Éloigne donc la froidure en ravivant le feu par de nouvelles bûches entassées dans l'âtre et n'hésite pas,
cher Thaliarque, à verser plus généreusement ce vin pur conservé depuis quatre ans dans cette amphore sabine.
Tout le reste, abandonne-le aux dieux ; dès qu'ils ont fait tomber les vents qui s'affrontaient sur la mer tumultueuse, ni les cyprès ni les vieux ornes ne bougent plus.
De quoi demain sera fait, évite de chercher à le savoir, et, considère chaque jour qui te sera donné, quel qu'il soit, comme un profit inespéré, quant aux douces amours, quant aux danses, ne les dédaigne pas, ami, aussi longtemps qu'en la fleur de ton âge tu pourras repousser la vieillesse chagrine.

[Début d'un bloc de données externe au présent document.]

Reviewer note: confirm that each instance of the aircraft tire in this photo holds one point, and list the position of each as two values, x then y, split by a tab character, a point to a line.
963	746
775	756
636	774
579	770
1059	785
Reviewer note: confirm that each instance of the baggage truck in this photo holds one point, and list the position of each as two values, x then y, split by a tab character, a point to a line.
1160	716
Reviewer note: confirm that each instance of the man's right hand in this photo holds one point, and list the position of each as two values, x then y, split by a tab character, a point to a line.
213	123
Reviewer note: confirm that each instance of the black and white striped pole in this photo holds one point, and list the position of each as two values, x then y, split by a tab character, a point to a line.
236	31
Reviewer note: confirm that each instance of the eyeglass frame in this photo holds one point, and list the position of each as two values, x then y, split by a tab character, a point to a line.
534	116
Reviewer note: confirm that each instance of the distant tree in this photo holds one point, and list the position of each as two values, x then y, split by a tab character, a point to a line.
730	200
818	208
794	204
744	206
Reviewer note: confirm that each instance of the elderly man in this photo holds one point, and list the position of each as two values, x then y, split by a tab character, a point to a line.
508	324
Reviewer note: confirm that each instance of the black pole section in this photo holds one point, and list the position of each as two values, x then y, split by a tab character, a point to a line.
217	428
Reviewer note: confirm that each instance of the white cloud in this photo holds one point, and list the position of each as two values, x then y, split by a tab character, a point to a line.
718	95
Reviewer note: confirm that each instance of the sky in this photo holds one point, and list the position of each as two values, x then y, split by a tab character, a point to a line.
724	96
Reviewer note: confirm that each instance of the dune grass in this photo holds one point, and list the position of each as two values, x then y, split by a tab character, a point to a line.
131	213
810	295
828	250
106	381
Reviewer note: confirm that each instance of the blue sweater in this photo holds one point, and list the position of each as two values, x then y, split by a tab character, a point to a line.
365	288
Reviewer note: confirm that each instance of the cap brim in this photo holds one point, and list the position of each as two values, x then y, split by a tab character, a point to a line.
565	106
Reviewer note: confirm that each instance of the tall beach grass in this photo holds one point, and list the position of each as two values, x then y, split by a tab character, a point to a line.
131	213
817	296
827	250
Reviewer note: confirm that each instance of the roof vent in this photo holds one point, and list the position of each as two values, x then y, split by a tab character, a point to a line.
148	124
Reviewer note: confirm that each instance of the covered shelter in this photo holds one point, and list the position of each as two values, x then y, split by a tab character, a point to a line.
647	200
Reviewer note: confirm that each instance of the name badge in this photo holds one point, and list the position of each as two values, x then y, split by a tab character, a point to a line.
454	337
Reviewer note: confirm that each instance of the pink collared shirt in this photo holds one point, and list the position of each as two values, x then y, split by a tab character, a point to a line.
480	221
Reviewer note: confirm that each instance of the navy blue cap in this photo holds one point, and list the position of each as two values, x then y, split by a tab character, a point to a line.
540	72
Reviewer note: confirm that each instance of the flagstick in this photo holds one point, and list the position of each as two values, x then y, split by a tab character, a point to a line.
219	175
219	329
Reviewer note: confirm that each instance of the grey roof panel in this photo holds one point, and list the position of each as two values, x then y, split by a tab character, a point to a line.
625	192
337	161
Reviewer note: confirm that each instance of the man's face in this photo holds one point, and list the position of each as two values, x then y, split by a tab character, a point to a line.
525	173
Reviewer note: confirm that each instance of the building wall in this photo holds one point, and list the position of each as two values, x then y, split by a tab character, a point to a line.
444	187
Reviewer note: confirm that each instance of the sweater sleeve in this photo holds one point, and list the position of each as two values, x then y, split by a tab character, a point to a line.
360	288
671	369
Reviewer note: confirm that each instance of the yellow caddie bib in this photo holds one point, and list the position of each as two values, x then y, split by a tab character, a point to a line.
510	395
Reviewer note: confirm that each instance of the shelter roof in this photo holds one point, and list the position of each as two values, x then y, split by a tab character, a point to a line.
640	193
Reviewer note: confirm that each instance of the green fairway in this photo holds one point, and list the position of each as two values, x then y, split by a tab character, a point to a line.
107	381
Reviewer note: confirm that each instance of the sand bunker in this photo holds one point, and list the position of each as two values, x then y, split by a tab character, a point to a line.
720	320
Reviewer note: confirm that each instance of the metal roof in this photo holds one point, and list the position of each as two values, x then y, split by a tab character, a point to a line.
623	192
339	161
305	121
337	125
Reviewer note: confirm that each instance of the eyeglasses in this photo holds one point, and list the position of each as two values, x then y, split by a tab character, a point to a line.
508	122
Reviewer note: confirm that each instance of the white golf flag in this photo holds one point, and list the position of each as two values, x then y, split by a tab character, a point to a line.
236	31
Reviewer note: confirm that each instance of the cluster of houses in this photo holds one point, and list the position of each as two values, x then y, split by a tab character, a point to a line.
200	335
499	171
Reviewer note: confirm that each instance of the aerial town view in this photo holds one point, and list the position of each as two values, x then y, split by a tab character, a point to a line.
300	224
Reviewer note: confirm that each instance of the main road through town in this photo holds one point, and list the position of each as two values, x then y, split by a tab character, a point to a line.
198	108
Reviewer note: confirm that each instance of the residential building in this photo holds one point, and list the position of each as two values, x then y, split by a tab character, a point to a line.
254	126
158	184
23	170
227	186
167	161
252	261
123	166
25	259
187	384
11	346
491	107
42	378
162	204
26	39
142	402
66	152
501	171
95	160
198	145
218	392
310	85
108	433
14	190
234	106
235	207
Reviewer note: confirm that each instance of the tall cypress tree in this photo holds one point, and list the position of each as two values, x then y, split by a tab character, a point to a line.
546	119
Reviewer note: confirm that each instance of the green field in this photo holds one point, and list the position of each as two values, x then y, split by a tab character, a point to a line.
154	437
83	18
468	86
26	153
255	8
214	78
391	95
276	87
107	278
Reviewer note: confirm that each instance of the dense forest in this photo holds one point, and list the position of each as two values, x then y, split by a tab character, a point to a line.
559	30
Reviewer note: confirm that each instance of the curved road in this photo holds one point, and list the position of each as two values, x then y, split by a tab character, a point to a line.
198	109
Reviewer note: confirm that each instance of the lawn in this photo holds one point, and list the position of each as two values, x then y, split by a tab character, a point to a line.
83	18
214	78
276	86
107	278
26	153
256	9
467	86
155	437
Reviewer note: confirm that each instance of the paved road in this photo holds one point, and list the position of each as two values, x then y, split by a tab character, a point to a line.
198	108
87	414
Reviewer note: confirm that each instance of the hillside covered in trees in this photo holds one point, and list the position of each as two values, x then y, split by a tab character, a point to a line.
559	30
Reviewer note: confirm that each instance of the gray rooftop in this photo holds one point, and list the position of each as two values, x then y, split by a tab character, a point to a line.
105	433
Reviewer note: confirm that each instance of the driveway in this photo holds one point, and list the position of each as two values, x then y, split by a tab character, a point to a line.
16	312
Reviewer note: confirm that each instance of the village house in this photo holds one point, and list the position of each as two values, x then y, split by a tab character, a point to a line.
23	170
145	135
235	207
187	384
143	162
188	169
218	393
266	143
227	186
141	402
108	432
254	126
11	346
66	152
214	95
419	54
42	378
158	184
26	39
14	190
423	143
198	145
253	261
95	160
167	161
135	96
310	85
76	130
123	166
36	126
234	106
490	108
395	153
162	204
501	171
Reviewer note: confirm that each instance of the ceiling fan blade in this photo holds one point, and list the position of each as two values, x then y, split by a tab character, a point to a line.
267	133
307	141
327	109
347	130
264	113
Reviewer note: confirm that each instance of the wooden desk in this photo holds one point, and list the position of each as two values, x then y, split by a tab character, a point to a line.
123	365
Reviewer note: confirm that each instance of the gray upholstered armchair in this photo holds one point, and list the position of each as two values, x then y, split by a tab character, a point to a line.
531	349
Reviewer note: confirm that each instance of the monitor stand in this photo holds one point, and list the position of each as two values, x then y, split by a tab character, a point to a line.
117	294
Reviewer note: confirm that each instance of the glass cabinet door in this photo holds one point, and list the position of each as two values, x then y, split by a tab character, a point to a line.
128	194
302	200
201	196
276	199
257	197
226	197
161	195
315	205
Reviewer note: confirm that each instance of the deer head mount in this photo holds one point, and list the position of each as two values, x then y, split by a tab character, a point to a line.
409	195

À présent, pars vers le Champ de Mars et les places publiques, retrouve, à l'heure convenue, les tendres chuchotements du crépuscule, à présent, retrouve, cachée en un recoin obscur, la douce amie qui se trahit par son rire charmant, pour lui enlever, du bras ou de la main, le gage qu'elle ne retient qu'en résistant bien mal.
— Thaliarque: personnage imaginaire dont le nom (grec) signifie "le roi du festin" (voir ode I.4)
— le Soracte: petite montagne à quelques dizaines de km au nord de Rome.
Traduction et adaptation: Denys Eissart (2002, rév. 2006), droits réservés [Creative Commons]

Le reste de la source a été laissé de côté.